Unable to decode a pre-processed input with sub-word segmentation

surafelml commented 6 years ago

I have trained a base transformer model using the sub-word segmentation approach of Sennrich et al. (https://github.com/rsennrich/subword-nmt). This requires me to set the subword_tokenizer in the new problem definition of t2t.

 @property
  def use_subword_tokenizer(self):
    return False

However, after a successful training I am facing (traceback while decoding batch 0)

INFO:tensorflow: batch 47
INFO:tensorflow:Decoding batch 0
Traceback (most recent call last):
  File "/home/anaconda3/bin/t2t-decoder", line 4, in <module>
    __import__('pkg_resources').run_script('tensor2tensor==1.4.2', 't2t-decoder')
.
.
.
  File "/home/anaconda3/lib/python3.6/site-packages/tensor2tensor-1.4.2-py3.6.egg/tensor2tensor/data_generators/text_encoder.py", line 257, in encode
    ret = [self._token_to_id[tok] for tok in tokens]
  File "/home/anaconda3/lib/python3.6/site-packages/tensor2tensor-1.4.2-py3.6.egg/tensor2tensor/data_generators/text_encoder.py", line 257, in <listcomp>
    ret = [self._token_to_id[tok] for tok in tokens]
KeyError: 'F@@'

Many Thanks!

martinpopel commented 6 years ago

Try text_encoder.TokenTextEncoder(vocab_filename, replace_oov="UNK") (and I think the UNK token must be explicitly included in the vocabulary). Note that several people reported worse BLEU when using external BPE compared with the subwords implemented in T2T (of course, using the same vocab size in both experiments).

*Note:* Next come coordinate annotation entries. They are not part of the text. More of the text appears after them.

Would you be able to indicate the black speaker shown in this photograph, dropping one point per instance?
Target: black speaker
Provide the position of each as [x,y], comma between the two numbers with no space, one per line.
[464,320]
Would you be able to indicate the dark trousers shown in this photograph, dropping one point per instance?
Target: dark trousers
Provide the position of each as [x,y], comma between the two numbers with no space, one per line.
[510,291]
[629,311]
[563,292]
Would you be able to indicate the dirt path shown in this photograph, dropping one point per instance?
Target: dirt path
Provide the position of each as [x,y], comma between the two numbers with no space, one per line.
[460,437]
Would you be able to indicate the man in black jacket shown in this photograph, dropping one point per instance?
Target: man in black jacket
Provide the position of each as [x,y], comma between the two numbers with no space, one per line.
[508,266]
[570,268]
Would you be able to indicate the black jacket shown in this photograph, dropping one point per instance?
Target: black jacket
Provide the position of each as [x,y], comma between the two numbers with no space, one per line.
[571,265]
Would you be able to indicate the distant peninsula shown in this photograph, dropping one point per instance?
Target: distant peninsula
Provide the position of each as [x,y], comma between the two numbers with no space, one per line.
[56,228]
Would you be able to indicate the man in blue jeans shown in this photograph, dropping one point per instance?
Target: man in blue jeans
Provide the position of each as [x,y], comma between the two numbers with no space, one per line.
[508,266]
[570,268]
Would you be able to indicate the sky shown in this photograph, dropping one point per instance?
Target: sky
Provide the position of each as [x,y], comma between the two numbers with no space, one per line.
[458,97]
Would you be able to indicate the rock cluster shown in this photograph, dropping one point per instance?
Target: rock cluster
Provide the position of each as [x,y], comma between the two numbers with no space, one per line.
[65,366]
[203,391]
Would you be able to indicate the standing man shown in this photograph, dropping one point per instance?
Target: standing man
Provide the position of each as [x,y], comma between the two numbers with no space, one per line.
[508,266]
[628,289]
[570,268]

mehmedes commented 6 years ago

Also make sure to preprocess the content to be translated in the same way as you have preprocessed your training data, i.e. use the same tokenizer and apply the same bpe model (#219 , #84 , #10 , #49 )

surafelml commented 6 years ago

@martinpopel @mehmedes Many Thanks! I will go through this changes and will get back to you in short.

surafelml commented 6 years ago

It works at time of decoding, however, completely wrong translation: Few points

Both the train & dev set are preprocessed in the same way (using a shared bpe model).
The model trained almost for 250k steps, my expectation was at least to get a comparable result to the T2T internal subword segmentation approach.

Here is the problem spec. am currently using:

@registry.register_problem
class TranslateEnitBpe8k(translate.TranslateProblem):

  @property
  def targeted_vocab_size(self):
    return 8000

  @property
  def vocab_name(self):
    return "vocab.enit"

  def generator(self, data_dir, tmp_dir, train):
    symbolizer_vocab = generator_utils.get_or_generate_vocab(
        data_dir, tmp_dir, self.vocab_file, self.targeted_vocab_size, _ENIT_TRAIN_DATASETS)

    datasets = _ENIT_TRAIN_DATASETS if train else _ENIT_TEST_DATASETS
    tag = "train" if train else "dev"
    data_path = translate.compile_data(tmp_dir, datasets, "enit_tok_%s" % tag)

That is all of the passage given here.